Gettin’ saucy with apples
I came home from the market with a bushel of apples. They were Molly Delicious. Ripe, juicy and destined to be classified as seconds or not perfect. It could also mean overly ripe or spotted or bruised. Seconds are ideal for making applesauce. Outer beauty doesn’t really matter when you’re going to smash them up anyway!
Money-saving tip: When making applesauce or pie filling, ask your produce supplier if they have seconds for sale. Once removed of their skins, you’ll find the apple inside to be just fine. And if blemishes bother you, simply slice off the bruised portion.
To begin, you’ll need apples, of course, and these two items: a food mill and an apple corer/divider. Now, you don’t HAVE to have these two items. And some people have even fancier tools to make applesauce. This is what I use, and it makes the job pretty simple.
One thing I want to make clear right away. You do not have to peel the apples.
Watch … you’ll see why.
The first step is to wash the apples.
Center the hole of your corer/divider tool over the stem and core area, then push down. Discard the core and place your apple slices in a stock pot. Again … you do not have to remove the skins.
Put about an inch or so of water in your stock pot.
When the pot is full of apples sections, cover and place over high heat. When the water begins to boil (you’ll here it bubbling away), reduce heat to medium-low and allow apples to cook down until they’re tender and mushy, about 15-20 minutes. Note: If you enjoy chunky applesauce, cut cook time in half.
Here’s a tip: If you happen to have some fresh apple cider, use it intsead of water in your stock pot. The cider will be naturally sweet and you won’t need to add much, if any, sugar to your sauce!
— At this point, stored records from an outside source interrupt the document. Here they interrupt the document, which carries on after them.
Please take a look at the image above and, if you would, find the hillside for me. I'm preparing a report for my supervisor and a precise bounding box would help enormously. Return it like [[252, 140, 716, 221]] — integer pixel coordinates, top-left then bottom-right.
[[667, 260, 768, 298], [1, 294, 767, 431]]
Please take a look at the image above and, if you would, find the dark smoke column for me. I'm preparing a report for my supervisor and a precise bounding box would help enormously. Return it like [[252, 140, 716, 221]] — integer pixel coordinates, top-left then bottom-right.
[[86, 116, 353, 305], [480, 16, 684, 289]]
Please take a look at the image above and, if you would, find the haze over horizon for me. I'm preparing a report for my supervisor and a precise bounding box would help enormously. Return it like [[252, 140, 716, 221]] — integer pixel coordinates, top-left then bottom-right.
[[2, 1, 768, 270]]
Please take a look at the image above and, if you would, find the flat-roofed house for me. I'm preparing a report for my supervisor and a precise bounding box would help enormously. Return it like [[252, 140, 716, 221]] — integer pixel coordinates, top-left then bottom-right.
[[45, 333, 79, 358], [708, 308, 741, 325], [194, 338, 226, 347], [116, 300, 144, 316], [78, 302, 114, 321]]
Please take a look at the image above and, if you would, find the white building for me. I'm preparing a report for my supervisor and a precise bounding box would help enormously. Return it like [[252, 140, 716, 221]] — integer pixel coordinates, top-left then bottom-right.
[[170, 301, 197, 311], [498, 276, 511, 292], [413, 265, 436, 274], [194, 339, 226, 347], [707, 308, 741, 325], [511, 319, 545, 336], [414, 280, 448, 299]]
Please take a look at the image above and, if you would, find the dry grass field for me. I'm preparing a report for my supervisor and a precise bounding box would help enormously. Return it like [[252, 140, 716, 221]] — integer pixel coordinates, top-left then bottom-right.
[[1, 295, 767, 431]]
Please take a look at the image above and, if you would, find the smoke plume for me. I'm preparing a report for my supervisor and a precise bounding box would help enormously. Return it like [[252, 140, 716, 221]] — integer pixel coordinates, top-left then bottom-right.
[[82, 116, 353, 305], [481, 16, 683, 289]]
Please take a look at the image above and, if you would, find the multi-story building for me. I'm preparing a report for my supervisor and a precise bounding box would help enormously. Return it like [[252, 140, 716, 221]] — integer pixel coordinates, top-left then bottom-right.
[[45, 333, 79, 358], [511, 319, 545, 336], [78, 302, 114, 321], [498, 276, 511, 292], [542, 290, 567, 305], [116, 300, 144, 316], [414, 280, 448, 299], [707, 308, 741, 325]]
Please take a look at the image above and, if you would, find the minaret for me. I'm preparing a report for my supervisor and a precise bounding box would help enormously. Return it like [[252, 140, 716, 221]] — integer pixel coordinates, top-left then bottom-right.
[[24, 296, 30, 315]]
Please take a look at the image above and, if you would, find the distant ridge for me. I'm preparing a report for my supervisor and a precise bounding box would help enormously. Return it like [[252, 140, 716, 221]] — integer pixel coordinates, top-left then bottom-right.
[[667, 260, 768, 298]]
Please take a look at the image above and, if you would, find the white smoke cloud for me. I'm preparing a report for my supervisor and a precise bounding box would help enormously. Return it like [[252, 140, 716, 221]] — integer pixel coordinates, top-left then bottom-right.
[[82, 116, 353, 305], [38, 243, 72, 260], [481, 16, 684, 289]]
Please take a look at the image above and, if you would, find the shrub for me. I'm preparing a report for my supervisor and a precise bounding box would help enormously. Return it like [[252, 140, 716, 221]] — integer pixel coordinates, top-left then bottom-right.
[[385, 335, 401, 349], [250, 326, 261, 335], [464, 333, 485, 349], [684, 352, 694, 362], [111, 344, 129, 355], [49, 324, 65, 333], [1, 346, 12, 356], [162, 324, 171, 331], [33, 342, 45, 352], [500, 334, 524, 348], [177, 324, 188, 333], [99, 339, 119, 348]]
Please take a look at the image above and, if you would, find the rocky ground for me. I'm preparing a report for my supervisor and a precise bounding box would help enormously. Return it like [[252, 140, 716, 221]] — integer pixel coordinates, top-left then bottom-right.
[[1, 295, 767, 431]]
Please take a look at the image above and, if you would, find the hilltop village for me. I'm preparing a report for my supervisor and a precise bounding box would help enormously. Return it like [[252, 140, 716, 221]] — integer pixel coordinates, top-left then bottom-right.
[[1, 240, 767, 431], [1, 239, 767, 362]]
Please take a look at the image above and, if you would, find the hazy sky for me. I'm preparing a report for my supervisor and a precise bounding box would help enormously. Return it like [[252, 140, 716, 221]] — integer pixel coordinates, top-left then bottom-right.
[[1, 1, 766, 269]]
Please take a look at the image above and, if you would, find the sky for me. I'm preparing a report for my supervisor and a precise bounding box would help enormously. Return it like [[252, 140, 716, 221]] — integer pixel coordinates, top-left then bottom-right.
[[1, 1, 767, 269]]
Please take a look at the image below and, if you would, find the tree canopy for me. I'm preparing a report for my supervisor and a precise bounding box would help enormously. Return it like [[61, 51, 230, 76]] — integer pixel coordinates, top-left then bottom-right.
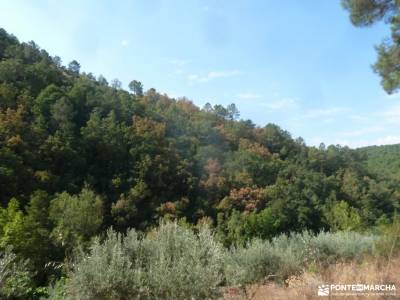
[[342, 0, 400, 93]]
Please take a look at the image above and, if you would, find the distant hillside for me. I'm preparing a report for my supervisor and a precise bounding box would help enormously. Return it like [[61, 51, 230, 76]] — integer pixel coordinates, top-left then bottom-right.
[[357, 144, 400, 180]]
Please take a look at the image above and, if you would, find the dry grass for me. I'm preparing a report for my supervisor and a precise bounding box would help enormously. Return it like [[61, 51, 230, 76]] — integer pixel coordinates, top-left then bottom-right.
[[222, 254, 400, 300]]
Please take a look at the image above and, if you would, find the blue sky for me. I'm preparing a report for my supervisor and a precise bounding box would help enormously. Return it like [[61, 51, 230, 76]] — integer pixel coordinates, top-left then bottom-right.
[[1, 0, 399, 148]]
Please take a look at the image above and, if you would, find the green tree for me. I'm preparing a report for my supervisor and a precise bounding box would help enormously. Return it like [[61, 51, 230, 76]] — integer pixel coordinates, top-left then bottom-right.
[[33, 84, 66, 130], [49, 187, 103, 249], [342, 0, 400, 93], [0, 193, 55, 282], [67, 60, 80, 74], [111, 78, 122, 89], [226, 103, 240, 120], [128, 79, 143, 96], [0, 198, 25, 253], [325, 200, 362, 231]]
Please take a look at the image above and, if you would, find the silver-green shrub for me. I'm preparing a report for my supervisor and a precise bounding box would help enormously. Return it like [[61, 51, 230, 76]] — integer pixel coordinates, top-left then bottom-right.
[[65, 223, 380, 298], [269, 231, 312, 278], [146, 222, 224, 299], [43, 278, 67, 300], [224, 230, 378, 285], [310, 231, 378, 262], [0, 249, 33, 299], [224, 239, 279, 285], [224, 231, 313, 286], [66, 229, 149, 300], [66, 222, 224, 300]]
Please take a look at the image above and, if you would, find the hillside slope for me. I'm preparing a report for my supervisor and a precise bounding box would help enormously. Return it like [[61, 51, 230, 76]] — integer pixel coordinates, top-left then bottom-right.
[[357, 144, 400, 180], [0, 28, 399, 291]]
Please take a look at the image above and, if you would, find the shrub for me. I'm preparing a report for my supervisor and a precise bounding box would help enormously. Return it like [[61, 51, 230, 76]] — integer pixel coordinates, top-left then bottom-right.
[[146, 222, 224, 299], [64, 223, 380, 298], [310, 231, 377, 263], [44, 278, 67, 300], [66, 222, 224, 300], [269, 231, 312, 278], [0, 249, 33, 299], [224, 230, 378, 285], [375, 215, 400, 257], [66, 229, 147, 300], [224, 239, 279, 285]]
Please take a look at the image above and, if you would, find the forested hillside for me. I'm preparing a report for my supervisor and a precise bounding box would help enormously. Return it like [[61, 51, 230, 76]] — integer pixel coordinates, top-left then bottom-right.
[[0, 28, 399, 298], [357, 144, 400, 181]]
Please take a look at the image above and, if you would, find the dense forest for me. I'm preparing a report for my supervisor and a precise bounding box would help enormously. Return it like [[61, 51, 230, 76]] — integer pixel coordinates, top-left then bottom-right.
[[357, 144, 400, 181], [0, 23, 399, 298]]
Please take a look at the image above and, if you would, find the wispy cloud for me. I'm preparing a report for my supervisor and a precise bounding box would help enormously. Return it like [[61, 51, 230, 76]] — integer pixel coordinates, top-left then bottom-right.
[[347, 103, 400, 124], [338, 126, 384, 138], [208, 70, 241, 79], [381, 104, 400, 123], [261, 97, 299, 111], [374, 135, 400, 145], [304, 107, 349, 119], [237, 92, 262, 100], [167, 59, 190, 77], [384, 92, 400, 101], [332, 135, 400, 148], [309, 137, 371, 149], [188, 74, 200, 81], [188, 70, 241, 82], [168, 59, 189, 67], [348, 114, 369, 122]]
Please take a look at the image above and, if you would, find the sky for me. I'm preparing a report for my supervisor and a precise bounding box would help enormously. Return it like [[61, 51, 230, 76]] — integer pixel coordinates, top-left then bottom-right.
[[0, 0, 399, 148]]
Using a slotted spoon to drain away excess liquid, spoon apples into a food mill that is situated over a large bowl. Then crank away until all that’s left in the mill are skins, chunks of the core and seeds.
Lift food mill from bowl and admire the steaming applesauce you’ve just made! Scrape and dump the remains of the apple into another bowl. If you have chickens (or other livestock for that matter!), feed the byproducts to them. They’ll enjoy the sweet flavor immensely.
Continue on in this manner until you have processed all of your apples.
Sweetening: When your bowl of applesauce is full, stir in sugar to taste. The Molly Delicious apples I used are already very sweet, so I didn’t have to add much — about a 1/3 cup to four quarts of sauce.
I just add the sugar, stir and give it a taste test to determine if it’s sweet enough for my liking.
We love cinnamon in our sauce. Again, add until your taste buds are pleased. My grandma sometimes added cinnamon candies (Red-Hots) to her applesauce. It turned the stuff a beautiful rosy-pink color and gave it a sweet, cinnamon taste. Experiment … plain old unsweetened applesauce is good, too!
The final step: Spoon sauce into prepared plastic freezer containers or freezer jars. Leave lids askew until the applesauce is cool. Then seal and store in the freezer. A bushel of apples yields about 12-14 quarts of applesauce.